Les yeux perdus dans le vide, elle paraissait en proie à une véritable affliction.

— Je ne comprends pas. Tous ces gens qui ont perdu la vie, murmura-t-elle d'une voix tremblante.

Ses mains se posèrent sur son cœur et elle serra les pans de son tee-shirt avec force. Soudain, ses yeux s'écarquillèrent :

— C'est pour ça qu'il restait encore des affaires dans ce bus, tout le monde a dû partir précipitamment.

Il secoua la tête. Cela faisait longtemps qu'il n'avait pas pensé à ce qui s'était passé, et pourtant, à chaque fois son cœur se serrait de rage. Il observa la jeune fille prendre conscience de ce que cela impliquait. Sur le point de lui proposer de s'occuper de sa blessure, une douleur fulgurante le poussa à se plier en deux, terrassé par la souffrance. Il avait l'impression qu'une lame chauffée à blanc fouillait l'intérieur de sa plaie et pouvait presque sentir le sang brûler dans ses veines. Se persuader que la douleur passerait n'était apparemment pas suffisant, parce que celle-ci ne fit qu'empirer. Ses forces le quittèrent pour de bon et son corps s'effondra à terre dans un bruit sourd.

La vision teintée de rouge par la douleur, il aperçut à travers ses yeux plissés la fille hésiter en le regardant. Après quelques instants, pourtant, elle soupira, presque ennuyée, et s'accroupit auprès de lui.

— J'ai besoin de toi. Je ne peux pas me permettre de mourir dans cette forêt, et tu dois me raconter tout ce que tu sais sur ce qui est arrivé. Tu vas me dire ce dont tu as besoin pour guérir et j'essaierai de te le fournir, finit-t-elle par dire.

Il n'aimait pas le ton qu'elle avait employé, mais en même temps, il ne pouvait pas lui en vouloir de le haïr ; il avait tout de même essayé de la tuer. Ses yeux se fermèrent avec rage et la haine lui dévora le cœur. Il aurait dû tuer Elan, pensa-t-il, exaspéré contre lui-même.

— Très bien, grogna-t-il.

La fille approuva, puis se releva :

— Dis-moi ce que je peux faire, lança-t-elle.

— Il y a une plante très efficace contre les poisons qui pousse dans le coin. Elle est assez difficile à reconnaître, il faut avoir l'œil, souffla-t-il, toujours à terre.

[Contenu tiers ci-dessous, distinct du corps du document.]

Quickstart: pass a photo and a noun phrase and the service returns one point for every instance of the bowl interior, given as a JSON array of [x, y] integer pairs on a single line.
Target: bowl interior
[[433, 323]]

Il lui décrivit du mieux qu'il put cette plante sur laquelle tous ses espoirs reposaient. Dans le camp, on l'appelait Gakodi, et rares étaient ceux qui pouvaient se vanter de l'avoir vue une fois dans leur vie. Il lui demanda ensuite d'aller récupérer de la sève d'un arbre dont il lui décrivit l'apparence. Cette substance était très souvent utilisée comme nettoyant et permettait une meilleure cicatrisation. La fille l'écoutait avec attention, mémorisant avec efficacité les différents détails dont il lui faisait part.

— Je viens de me rendre compte que je ne connais même pas ton nom, déclara-t-il. À moins que tu ne t'en souviennes pas ?

— C'est l'une des seules choses dont je me souviens. Je m'appelle Aurore, murmura-t-elle.